The following commentary was originally sent to Action Alerts PLUS subscribers on March 1, 2016, at 1:35 p.m. ET.
The U.S. economy added 242,00 jobs in February, well above expectations for 200,000, with the enthusiasm somewhat contained by weaker-than-expected wage growth. While the quality of the headline number is up for debate, there is no question that the report set a new market consensus around the timing of the Fed's rate hike: Fed fund futures markets are pricing a near 70% probability of a rate hike this year, versus 55% probability earlier in the week. One month ago to the day, the odds were below 4%.
In our view, while the report sends a mixed single (remarkable job creation tempered by disappointing wage growth), it is a largely positive signal for the U.S. economy --and at the very least should lay to rest fears around a looming domestic recession or potential for negative interest rates.

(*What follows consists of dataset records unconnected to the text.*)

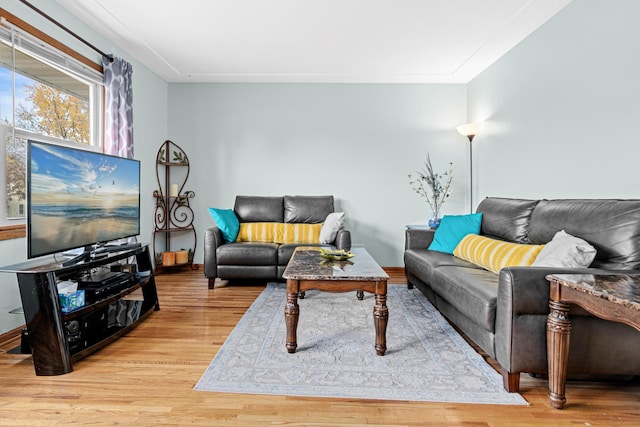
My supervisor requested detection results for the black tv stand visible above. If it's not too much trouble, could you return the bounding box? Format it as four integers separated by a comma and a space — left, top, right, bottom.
0, 245, 159, 376
61, 242, 143, 267
61, 250, 91, 267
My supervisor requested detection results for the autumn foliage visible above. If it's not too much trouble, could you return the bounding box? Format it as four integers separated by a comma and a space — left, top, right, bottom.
16, 83, 89, 145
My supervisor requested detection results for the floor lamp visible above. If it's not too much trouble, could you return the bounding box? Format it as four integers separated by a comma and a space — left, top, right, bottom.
457, 122, 482, 213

We view the report as a positive for:
- Our financial names -- Bank of America (BAC:NYSE) and Wells Fargo (WFC:NYSE), given heightened expectations around a 2016 rate hike;
- Our domestic retail names -- including Jack-in-the-Box (JACK:NYSE), Panera (PNRA:Nasdaq), Target (TGT:NYSE), and WhiteWave (WWAV:NYSE); and
- AAP holding Stanley Black & Decker (SWK:NYSE), given its cyclical economic exposure and leverage to the housing market.
On the other hand, we view the jobs report as a slight negative for:
1. Our high dividend holdings -- including American Electric Power (AEP:NYSE), Cisco Systems (CSCO:Nasaq), Dow Chemical (DOW:NYSE), Kraft Heinz (KHC:Nasdaq), Eli Lilly (LLY:Nasdaq), and Lockheed Martin (LMT:NYSE), as higher rates means that dividend yields are relatively less attractive.

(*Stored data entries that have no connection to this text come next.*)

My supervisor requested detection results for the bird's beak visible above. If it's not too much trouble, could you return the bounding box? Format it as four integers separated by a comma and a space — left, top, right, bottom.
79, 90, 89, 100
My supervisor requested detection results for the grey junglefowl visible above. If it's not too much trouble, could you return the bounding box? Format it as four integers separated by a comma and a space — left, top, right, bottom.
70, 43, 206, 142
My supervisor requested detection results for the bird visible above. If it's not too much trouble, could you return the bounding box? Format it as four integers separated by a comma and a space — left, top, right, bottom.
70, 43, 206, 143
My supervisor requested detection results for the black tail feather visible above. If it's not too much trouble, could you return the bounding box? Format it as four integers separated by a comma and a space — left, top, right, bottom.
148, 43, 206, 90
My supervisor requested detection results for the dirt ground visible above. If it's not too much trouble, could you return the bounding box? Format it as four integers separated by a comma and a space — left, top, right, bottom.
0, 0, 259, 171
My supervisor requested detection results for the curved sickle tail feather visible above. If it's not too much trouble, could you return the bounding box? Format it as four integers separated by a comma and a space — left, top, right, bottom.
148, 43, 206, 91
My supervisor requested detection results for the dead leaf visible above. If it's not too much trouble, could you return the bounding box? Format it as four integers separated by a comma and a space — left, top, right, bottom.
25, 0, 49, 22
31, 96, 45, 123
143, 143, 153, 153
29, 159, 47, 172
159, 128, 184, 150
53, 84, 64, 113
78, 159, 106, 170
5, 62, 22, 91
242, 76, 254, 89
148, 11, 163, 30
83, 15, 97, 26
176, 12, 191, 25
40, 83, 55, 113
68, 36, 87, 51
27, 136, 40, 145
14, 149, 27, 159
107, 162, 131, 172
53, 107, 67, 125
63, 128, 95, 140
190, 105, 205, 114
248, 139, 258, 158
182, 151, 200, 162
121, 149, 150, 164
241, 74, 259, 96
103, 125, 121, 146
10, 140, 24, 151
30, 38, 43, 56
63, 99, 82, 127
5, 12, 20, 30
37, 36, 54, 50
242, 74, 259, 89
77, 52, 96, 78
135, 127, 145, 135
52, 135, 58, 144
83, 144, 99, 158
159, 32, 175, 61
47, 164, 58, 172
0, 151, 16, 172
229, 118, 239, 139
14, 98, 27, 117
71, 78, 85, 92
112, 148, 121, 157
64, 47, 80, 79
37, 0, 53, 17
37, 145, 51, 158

Separately, we expect the report will provoke dissent and deepen dividing lines within the Fed's Open Market Committee, pitting the more-hawkish presidents (including Kansas City's Esther George, Richmond's Jeffrey Lacker and San Francisco's John Williams) against the more-dovish presidents (including Boston's Eric Rosengren, Dallas' Robert Kaplan, and Philadelphia's Patrick Harker).
The hawkish camp will argue that the strong job growth and upward revisions belie the uncertainty abroad, while the dovish camp will argue that the deceleration in wage growth disguises the headline strength and suggests inflation remains pressured.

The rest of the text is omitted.